So verfasste ich eine Mail an die Post und erhielt die Zusage, dass man sich um das Problem kümmern würde. Als aber nach einer Woche noch immer keine Antwort bei mir vorlag, schrieb ich direkt an die DHL-Direktion in Bonn. Auch dort wartete ich zunächst vergebens auf Antwort. Somit beschloß ich, mich an den Bundesbehindertenbeauftragten zu wenden, da dieser ja für die Barrierefreiheit von Internetdiensten zuständig ist. Ob dies geholfen hat, weiß ich nicht, jedenfalls kam nach einer Woche ein Anruf eines leitenden Angestellten der Post, dem ich mein Problem schilderte sowie die Verbesserungsvorschläge 1. Statt Sicherheitszeichen kann man auch eine einfache Frage stellen wie: „ist die Erde eine Scheibe“, die nur ein echter Mensch beantworten kann bzw. eine einfache Rechenaufgabe. 2. Statt einer Handy-TAN kann man auch eine E-Mail-Tan zur Verifizierung verschicken, bzw. auf Wunsch könnte man auf dem Festnetz einen Anruf erhalten, bei dem die TAN von einer synthetischen Stimme vorgelesen wird. Nicht jeder kann sich ein Handy mit Sprachausgabe leisten oder will überhaupt ein Handy haben. 3. Es sollte keine Zeitbegrenzung geben, da man als Behinderter oft sehr lange braucht, sich zu registrieren. Der Mann meinte, er könne diese Vorschläge jetzt nicht so schnell umsetzen. Er wolle sich aber nochmal bei mir melden, nachdem er sich mit seinen Kollegen besprochen hätte. Nach einer Weile kam ein Anruf und das Angebot, er wolle mir 50 Euro zu einem sprechenden Handy dazu zahlen, wenn ich mich bei E-Post registrieren würde. DHL sei in Kontakt mit der Deutschen Blindenhilfe und wolle das Problem so schnell wie möglich angehen und Verbesserungen umsetzen. Ich ging auf seinen Vorschlag ein und freute mich, so einen Zuschuß zu meinem Handy zu bekommen.

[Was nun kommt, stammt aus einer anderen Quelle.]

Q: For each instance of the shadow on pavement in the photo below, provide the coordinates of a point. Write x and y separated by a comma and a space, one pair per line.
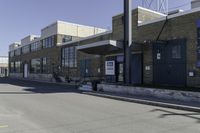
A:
30, 87
195, 116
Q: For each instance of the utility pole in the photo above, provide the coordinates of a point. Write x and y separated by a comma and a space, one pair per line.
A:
127, 40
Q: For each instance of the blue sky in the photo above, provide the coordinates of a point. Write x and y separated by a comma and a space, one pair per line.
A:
20, 18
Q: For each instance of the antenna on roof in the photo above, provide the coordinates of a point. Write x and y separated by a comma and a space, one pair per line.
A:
156, 5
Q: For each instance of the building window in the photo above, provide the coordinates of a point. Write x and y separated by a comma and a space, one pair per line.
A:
69, 57
18, 52
12, 67
12, 53
48, 42
35, 66
176, 52
36, 46
45, 66
18, 67
26, 49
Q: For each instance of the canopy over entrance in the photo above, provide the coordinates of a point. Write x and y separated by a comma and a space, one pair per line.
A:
101, 47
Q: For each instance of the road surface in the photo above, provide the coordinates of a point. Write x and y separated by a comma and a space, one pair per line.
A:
30, 107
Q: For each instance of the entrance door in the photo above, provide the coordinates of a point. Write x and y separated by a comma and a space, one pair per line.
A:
136, 69
170, 63
25, 70
120, 72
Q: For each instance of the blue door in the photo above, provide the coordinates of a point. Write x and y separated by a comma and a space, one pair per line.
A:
136, 69
169, 63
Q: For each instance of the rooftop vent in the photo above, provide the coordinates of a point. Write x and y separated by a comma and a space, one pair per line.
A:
175, 12
195, 4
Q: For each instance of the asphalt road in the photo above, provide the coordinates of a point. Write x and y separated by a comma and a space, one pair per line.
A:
30, 107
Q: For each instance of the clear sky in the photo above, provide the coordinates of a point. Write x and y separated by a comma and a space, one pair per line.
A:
19, 18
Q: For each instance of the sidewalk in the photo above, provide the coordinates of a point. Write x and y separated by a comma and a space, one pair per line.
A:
187, 106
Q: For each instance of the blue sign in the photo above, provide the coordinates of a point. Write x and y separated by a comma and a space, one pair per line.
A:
198, 23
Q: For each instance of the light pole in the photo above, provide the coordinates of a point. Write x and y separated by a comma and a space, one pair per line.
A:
127, 40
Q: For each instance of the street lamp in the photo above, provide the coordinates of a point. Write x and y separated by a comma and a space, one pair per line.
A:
127, 40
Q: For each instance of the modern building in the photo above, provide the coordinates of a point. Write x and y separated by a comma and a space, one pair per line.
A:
3, 66
165, 51
38, 57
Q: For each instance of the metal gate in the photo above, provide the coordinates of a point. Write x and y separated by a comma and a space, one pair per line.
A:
169, 60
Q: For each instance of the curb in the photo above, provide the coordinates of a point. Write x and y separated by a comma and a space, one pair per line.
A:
45, 82
146, 102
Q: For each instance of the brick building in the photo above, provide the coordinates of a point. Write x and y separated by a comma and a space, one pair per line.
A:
165, 51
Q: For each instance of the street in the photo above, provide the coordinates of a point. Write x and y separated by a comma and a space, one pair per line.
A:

Mit meiner Helferin brachte ich den Registrierungsvorgang zu Ende und trug noch einige Handy-TANs ein. Nun folgte noch der letzte Schritt, nämlich das POSTIDENT-Verfahren, bei dem man zur nächstgelegenen Poststelle geht und dort seinen Personalausweis vorzeigt. Wir fuhren zur Post, und als ich dort meinen Ausweis vorzeigte, bemerkte ich noch, dass es eine Namensungleichheit zwischen meinem Rufnamen und dem Namen im Personalausweis gibt, was aber von der Schalterangestellten nicht sonderlich beachtet wurde. Überhaupt hatten wir den Eindruck, dass sich die Postangestellten noch nicht sehr gut mit dem neuen E-Post-Verfahren auskennen. Ich ging also nach Hause und war zunächst froh, alles so gut über die Bühne gebracht zu haben.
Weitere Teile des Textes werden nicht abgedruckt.